Starting from an example
The following example is taken from the RDD paper to implement the logic for processing error logs in an HDFS log file.
Lines = spark. textfile ("HDFS ://... ") // lines is a Org. apache. spark. RDD. mappedrdderrors = lines. filter (_. startswith ("error") // errors is a Org. apache. spark. RDD. filteredrdderrors. cache () // persist to errors in memory. count () // trigger action to calculate the number of errors, that is, the number of rows of error. // count errors mentioning MYSQL: errors. filter (_. contains ("MySQL ")). count () // return the time fields of errors mentioning // HDFS as an array (assuming time is field // number 3 in a tab-separated format): errors. filter (_. contains ("HDFS ")). map (_. split ('\ t') (3 )). collect ()

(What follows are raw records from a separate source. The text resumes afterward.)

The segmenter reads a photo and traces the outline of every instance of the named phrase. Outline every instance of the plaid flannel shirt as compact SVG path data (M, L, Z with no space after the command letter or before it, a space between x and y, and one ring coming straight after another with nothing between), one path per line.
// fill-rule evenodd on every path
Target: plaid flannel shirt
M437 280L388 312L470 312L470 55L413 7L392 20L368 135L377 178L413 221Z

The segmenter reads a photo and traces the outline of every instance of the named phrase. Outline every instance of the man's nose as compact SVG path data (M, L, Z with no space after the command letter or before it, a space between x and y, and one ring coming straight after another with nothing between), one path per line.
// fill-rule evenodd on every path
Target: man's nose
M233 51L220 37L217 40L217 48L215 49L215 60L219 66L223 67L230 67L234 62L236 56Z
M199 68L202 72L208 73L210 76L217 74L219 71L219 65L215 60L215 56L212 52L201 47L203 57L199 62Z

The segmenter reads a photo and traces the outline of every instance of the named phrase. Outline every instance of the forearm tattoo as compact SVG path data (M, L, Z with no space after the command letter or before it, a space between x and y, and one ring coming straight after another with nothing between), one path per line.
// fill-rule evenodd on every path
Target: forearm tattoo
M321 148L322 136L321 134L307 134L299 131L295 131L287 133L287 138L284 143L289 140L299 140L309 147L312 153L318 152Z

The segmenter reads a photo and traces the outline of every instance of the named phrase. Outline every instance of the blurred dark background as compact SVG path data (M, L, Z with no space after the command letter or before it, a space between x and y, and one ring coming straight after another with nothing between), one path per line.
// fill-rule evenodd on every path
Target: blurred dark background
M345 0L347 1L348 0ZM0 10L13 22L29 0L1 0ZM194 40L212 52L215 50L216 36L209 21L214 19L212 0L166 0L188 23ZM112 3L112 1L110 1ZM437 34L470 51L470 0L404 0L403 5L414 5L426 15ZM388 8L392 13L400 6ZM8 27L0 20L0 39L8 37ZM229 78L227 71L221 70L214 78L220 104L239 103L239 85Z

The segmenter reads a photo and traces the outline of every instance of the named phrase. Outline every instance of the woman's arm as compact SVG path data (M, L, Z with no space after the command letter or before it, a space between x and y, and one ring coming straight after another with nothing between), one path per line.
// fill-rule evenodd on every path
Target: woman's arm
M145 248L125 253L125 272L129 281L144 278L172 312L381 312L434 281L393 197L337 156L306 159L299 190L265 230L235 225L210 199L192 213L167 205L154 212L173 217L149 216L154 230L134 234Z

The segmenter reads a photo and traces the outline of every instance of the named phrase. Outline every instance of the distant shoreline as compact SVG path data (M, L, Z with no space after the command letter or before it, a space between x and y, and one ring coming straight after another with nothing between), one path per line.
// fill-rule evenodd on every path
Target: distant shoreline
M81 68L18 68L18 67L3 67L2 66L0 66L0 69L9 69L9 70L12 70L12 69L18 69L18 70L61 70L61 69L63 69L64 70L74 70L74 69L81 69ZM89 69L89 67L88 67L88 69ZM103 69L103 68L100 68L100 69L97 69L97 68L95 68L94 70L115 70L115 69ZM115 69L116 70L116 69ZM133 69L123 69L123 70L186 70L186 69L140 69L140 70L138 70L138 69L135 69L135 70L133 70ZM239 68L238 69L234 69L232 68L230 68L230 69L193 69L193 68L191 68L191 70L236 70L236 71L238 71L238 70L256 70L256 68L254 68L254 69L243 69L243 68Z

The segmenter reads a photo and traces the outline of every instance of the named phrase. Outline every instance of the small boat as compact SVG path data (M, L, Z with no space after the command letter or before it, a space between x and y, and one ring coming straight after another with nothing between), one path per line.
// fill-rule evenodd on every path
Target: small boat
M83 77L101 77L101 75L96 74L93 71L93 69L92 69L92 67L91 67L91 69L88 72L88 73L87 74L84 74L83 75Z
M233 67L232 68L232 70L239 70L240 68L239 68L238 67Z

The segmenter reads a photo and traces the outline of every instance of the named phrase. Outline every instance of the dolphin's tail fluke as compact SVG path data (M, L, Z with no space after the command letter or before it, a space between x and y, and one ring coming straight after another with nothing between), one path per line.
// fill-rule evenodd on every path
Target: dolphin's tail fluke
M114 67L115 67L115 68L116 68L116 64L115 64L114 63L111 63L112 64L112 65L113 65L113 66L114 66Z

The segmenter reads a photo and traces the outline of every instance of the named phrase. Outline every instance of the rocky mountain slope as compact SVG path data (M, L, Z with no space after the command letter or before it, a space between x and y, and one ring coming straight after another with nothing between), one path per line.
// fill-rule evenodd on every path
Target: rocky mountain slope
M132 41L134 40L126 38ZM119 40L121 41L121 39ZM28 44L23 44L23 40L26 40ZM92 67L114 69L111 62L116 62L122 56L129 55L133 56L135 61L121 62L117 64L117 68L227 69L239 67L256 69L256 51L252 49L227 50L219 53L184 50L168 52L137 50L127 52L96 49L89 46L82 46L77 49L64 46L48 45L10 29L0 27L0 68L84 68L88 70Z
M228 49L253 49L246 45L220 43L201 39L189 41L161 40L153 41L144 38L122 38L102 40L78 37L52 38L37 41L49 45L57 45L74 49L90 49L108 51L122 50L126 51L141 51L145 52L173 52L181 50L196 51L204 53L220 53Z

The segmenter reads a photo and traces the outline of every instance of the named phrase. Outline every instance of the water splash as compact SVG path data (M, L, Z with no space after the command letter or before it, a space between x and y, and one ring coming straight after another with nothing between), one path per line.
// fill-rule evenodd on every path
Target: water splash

Spark is an instance of org. Apache. Spark. sparkcontext. Basically, spark applications start with defining a sparkcontext. Textfile is defined as follows:
/** * Read a text file from HDFS, a local file system (available on all nodes), or any * Hadoop-supported file system URI, and return it as an RDD of Strings. */ def textFile(path: String, minPartitions: Int = defaultMinPartitions): RDD[String] = { hadoopFile(path, classOf[TextInputFormat], classOf[LongWritable], classOf[Text], minPartitions).map(pair => pair._2.toString).setName(path) }
Hadoopfile creates an org. Apache. Spark. RDD. hadooprdd, while calling map on hadooprdd generates a mappedrdd:
/** * Return a new RDD by applying a function to all elements of this RDD. */ def map[U: ClassTag](f: T => U): RDD[U] = new MappedRDD(this, sc.clean(f))
Errors. cache () is not executed immediately. It is used to cache the results after RDD computing is completed for future computation. This can speed up subsequent computation.
Errors. Count () triggers an action. In this case, you need to submit a job to the cluster:
/** * Return the number of elements in the RDD. */ def count(): Long = sc.runJob(this, Utils.getIteratorSize _).sum
After submission, sparkcontext submits the runjob to dagscheduler. dagscheddag divides the current DAG into stages, generates taskset, and submits tasks through submittasks of taskscheduler, which calls schedulerbackend, schedulerbackend sends these tasks to executor for execution.
How to divide stages? How to generate tasks? Next, it will be parsed. I will go to work tomorrow. Have a rest early today.
Spark Technology Insider: What is RDD?